JAMES KRAPFL (Montreal) legte den Schwerpunkt auf den Wandel der
gesellschaftlichen Präferenz für einen reformierten Sozialismus oder
zumindest einen "Dritten Weg" Ende 1989 hin zu einer deutlichen
Unterstützung für radikale marktwirtschaftliche Reformen im Jahr darauf.
Erst im Laufe des Jahres 1990 kam es zu einer Abkehr von
reformsozialistischen Visionen, wofür Krapfl vor allem "activities and
rhetoric" der Kommunistischen Partei verantwortlich macht. Demnach habe
die Zögerlichkeit der Repräsentanten der bisherigen Macht, Privilegien
aufzugeben und Strukturen zu verändern, schnell zur Diskreditierung
sozialistischer Erneuerungskonzepte beigetragen.

Auch LJUBICA SPASKOVSKA (Exeter) versuchte in ihrem Beitrag "The
Beginning of the End - The Yugoslav 1990" Gegenakzente zur
Mainstream-Wahrnehmung zu setzen, in ihrem Fall freilich vor allem
bezogen auf die Hinterfragung des ethno-nationalen Paradigmas, welches
am Ende unerbittlich gegen alle jugoslawischen Konzeptionen triumphieren
sollte - mit den bekannten, auch kriegerischen bzw. gewalttätigen
Konsequenzen. Für Spaskovska verschweigt die Ausblendung
"anti-nationalistischer" und "pro-jugoslawischer Tendenzen" eine im Jahr
1990 nach wie vor denkbare Entwicklungsvariante. Das bekannte Scheitern
einer demokratischen, gesamtjugoslawischen Erneuerung begründete
Spaskovska außer mit polittaktischen Defiziten auf Seiten ihrer
intellektuellen Protagonisten mit zwei Hauptfaktoren: den mangelnden
gesamtstaatlichen Affinitäten und der mangelnden Attraktivität
links-liberaler intellektueller Konzepte. So war auch einer der Befunde
von Kommentator JAMES MARK (Exeter), dass alternative Entwicklungswege
und insbesondere transnationale Konstellationen in der Erforschung von
(Süd-) Osteuropas Zeitgeschichte stärkere Berücksichtigung finden
sollten.

In Panel 2 stand "Building Democracy" im Mittelpunkt.

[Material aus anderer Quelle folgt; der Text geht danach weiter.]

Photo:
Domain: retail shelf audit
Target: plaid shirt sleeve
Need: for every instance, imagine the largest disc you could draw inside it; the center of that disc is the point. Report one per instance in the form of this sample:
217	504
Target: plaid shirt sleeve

MICHAL KOPECEK
(Prag) konzentrierte sich dabei in seine Ausführungen zu Central and
Eastern Europe vor allem auf Konzepte und Bedeutungen, die Recht und
Politik zusammenbringen: Legalität, Legalismus, Konstitutionalismus,
Rechtsstaat etc. Schließlich waren die Geschehnisse von 1989 nicht nur
"political", sondern auch "legal events". Aus solchem Blickwinkel lassen
sich die mitteleuropäischen Revolutionen von 1989 als Kreuzungspunkte
unterschiedlicher Auffassungen von Legalität beschreiben, etwa einer
sozialistischen und einer dissidentischen, die bereits während der
sozialistischen Regierungen stets Berührungspunkte aufwiesen, etwa indem
sowohl der oppositionelle Legalismus als auch der sozialistische
Rechtsstaat der 1960er und der 1980er Jahre versuchten, sich an der
strikten Einhaltung der Gesetze auszurichten.  Während BOGDAN IACOB
(Bukarest) unter den Leitfragen "Transition to What?" und "Whose
Democracy?" die Entwicklungen der Jahre 1987 bis 1992 in Bulgarien und
Rumänien in einer Art Parallelbetrachtung vorführte, widmete sich
MARIE-JANINE CALIC (München) der Frage nach dem Zusammenhang von
Demokratisierung und Kriegsgefahr in Jugoslawien 1990. Ausgangspunkt war
die Feststellung, dass, im Gegensatz zu einer weit verbreiteten Annahme,
Demokratie nicht automatisch Frieden brächte und dass es in Jugoslawien
- wie auch im Kaukasus - Zusammenhänge zwischen Demokratisierung und
nationalistisch motivierten Gewaltausbrüchen gegeben habe. Verschiedene
Faktoren seien für die Entstehung real angewandter, gewaltbereiter
Nationalismen im Zuge der jugoslawischen Demokratisierung
verantwortlich: Die desaströse wirtschaftliche und politische Lage habe
zur der Aufspaltung der Kommunistischen Partei geführt, zum Verlust
unifizierender Überzeugungskraft und zur Entstehung neuer politischer
Kräfte, die ihre Ausrichtung entlang ethno-nationaler Identitätslinien
vornahmen und dafür gerade auch der Abgrenzung dem vermeintlich
"anderen" gegenüber bedurften. Schwache staatliche Strukturen hätten in
der Umbruchsphase ebenfalls die nationalistische Zuspitzung gefördert,
da diese Legitimität und Berufung suggerieren könne. Zu guter Letzt habe
auch die von der internationalen Gemeinschaft propagierte Mehrheitswahl
in ethnisch diversifizierten Territorien, wie etwa Bosnien und
Herzegowina, zu Versuchen der Interessendurchsetzung durch Gewalt
beigetragen, da überstimmte ethnische Minderheiten in kardinalen Fragen
ihre Felle für immer davon schwimmen sahen.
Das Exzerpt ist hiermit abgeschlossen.